Telle est l’alternative à la transcendance d’Anaximandre et à l’immanence anomique d’Anaximène. L’ordre du devenir est celui qui caractérise un monde dont la conflictualité est résoluble. Si la conflictualité caractérise le masculin et la résolubilité le féminin, l’ordre du devenir, le Logos cosmique, peuvent être qualifiés de neutres avec cependant une prééminence minimale du féminin, l’égalité entre masculin et féminin ne pouvant pas exister (la conflictualité est résoluble ou elle ne l’est pas, si elle l’est le féminin l’emporte, si elle ne l’est pas c’est le masculin qui l’emporte). Le rapport entre la conflictualité et la résolubilité héraclitéennes semble en ce sens reproduire le rapport hésiodien entre Zeus et Héra, structurant pour la cosmologie d’Anaximène, avec qui Héraclite converge sur ce point (et ce point seulement).
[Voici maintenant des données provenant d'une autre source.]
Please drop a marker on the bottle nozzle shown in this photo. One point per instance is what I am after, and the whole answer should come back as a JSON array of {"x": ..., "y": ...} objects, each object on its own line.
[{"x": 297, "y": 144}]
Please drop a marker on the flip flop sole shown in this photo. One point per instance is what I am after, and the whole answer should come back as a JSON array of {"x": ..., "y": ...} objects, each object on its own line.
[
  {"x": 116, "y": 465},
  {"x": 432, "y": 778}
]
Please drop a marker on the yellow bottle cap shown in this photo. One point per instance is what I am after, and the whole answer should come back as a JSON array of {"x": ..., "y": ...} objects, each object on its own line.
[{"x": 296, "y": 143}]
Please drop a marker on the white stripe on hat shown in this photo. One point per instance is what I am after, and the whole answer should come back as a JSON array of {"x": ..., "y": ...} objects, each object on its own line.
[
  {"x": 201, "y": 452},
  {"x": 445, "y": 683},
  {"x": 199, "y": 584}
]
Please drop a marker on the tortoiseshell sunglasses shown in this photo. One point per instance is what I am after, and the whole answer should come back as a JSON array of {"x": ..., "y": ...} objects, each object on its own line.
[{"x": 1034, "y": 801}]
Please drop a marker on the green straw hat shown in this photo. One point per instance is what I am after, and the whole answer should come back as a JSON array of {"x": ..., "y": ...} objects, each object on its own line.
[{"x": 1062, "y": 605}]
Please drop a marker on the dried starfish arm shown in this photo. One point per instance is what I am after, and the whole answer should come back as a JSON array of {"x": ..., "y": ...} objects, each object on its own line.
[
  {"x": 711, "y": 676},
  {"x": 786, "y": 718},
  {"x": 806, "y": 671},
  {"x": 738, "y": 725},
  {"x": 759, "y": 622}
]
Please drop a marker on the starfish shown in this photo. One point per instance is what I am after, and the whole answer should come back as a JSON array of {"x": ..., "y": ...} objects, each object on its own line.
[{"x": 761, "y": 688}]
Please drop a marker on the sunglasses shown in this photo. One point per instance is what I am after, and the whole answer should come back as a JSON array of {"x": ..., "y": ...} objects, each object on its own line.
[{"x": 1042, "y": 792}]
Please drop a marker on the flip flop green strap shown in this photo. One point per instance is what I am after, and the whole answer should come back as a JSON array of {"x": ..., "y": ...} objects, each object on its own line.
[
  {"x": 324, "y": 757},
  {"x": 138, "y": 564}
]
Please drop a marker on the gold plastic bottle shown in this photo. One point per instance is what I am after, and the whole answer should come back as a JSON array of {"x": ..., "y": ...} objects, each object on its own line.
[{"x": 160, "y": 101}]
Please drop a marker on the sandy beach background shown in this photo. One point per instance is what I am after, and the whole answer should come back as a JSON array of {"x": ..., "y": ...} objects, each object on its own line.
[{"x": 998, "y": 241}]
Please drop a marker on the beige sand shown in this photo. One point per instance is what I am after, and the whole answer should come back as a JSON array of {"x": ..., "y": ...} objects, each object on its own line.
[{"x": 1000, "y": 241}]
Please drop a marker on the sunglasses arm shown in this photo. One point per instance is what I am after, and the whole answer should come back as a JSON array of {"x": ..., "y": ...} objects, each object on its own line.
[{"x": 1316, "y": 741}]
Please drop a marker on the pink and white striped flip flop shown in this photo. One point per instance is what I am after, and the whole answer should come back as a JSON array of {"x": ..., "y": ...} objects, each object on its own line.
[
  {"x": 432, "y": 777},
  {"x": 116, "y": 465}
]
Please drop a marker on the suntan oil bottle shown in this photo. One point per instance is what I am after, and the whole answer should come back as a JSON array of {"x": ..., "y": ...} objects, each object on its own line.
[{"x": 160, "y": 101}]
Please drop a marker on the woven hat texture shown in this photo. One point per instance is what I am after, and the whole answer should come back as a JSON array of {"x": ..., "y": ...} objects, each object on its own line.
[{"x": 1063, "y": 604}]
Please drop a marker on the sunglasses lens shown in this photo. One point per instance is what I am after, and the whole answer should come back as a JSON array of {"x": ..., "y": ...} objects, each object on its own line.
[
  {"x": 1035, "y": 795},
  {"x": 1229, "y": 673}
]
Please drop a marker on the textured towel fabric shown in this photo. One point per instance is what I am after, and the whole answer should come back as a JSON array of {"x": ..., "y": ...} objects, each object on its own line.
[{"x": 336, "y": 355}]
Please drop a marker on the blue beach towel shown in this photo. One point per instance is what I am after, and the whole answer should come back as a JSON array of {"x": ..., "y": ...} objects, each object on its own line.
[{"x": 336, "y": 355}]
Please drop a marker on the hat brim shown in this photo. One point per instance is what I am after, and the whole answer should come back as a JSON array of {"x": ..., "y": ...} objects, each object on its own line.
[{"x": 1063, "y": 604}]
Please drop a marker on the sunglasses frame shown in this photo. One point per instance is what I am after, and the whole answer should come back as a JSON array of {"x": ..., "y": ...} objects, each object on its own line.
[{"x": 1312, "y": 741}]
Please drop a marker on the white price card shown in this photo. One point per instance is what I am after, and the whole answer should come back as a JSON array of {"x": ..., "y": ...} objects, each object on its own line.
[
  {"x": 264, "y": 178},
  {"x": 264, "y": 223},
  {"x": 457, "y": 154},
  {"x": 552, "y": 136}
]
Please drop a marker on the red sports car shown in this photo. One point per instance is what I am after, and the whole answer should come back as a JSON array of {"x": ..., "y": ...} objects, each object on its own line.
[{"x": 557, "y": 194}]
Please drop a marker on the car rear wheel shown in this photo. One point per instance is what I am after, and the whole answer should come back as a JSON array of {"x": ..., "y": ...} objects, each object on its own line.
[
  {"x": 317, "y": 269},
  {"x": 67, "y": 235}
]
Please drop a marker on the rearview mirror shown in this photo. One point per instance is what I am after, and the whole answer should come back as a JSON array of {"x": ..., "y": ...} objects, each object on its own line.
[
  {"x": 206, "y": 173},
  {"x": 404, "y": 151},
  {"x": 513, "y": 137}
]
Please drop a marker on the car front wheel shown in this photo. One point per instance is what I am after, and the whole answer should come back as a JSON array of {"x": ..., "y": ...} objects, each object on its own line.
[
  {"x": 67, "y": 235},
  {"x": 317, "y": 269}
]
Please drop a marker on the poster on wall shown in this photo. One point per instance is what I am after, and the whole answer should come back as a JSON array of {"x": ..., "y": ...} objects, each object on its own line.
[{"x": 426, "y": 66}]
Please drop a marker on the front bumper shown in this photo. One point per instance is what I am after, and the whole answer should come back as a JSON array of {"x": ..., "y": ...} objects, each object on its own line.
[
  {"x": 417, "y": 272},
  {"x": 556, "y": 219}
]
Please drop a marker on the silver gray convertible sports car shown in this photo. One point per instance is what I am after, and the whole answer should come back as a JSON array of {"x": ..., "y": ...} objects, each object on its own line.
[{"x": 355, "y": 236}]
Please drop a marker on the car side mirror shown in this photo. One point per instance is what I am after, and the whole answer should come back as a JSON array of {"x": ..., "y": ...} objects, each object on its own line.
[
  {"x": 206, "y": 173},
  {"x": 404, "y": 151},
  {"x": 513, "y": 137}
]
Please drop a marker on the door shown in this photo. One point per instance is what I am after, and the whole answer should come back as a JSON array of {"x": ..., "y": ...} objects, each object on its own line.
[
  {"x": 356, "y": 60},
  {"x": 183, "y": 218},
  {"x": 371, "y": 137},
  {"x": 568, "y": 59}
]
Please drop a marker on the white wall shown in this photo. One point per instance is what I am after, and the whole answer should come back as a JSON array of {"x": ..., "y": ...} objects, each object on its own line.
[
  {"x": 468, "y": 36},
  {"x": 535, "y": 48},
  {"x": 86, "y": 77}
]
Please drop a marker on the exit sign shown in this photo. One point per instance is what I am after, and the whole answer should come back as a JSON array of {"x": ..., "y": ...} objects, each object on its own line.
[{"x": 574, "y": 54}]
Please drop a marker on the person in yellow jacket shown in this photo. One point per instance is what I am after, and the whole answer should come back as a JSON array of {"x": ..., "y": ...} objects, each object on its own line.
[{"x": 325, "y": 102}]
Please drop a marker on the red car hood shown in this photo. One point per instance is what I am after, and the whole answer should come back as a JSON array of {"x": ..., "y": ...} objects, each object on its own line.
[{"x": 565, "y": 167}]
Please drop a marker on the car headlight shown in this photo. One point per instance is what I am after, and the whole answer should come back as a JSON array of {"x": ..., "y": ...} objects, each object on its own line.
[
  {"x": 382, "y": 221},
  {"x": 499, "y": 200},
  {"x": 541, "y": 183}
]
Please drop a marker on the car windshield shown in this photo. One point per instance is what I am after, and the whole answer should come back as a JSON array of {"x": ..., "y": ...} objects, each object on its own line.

Quel est le sexe du phénix ? Il n’en a pas, il est antérieur à la sexualité. Mais il est capable de se donner naissance à lui-même, de mourir pour naître de sa mort. Il est asexué mais pas agenré : son genre est celui de ce qui est capable de donner spontanément naissance à partir de soi, son genre est féminin, ce féminin absolu antérieur à l’opposition du féminin et du masculin. Pourtant, en devenant ce à quoi il donne naissance, il s’abolit lui-même en quelque sorte. Sa pure féminité est marquée par une masculinité intrinsèque, par la masculinité qu’elle porte en elle à l’état potentiel. Maternité spontanée mais disparition de la mère dans l’enfant : cela relève d’un genre mêlé où prédomine le féminin.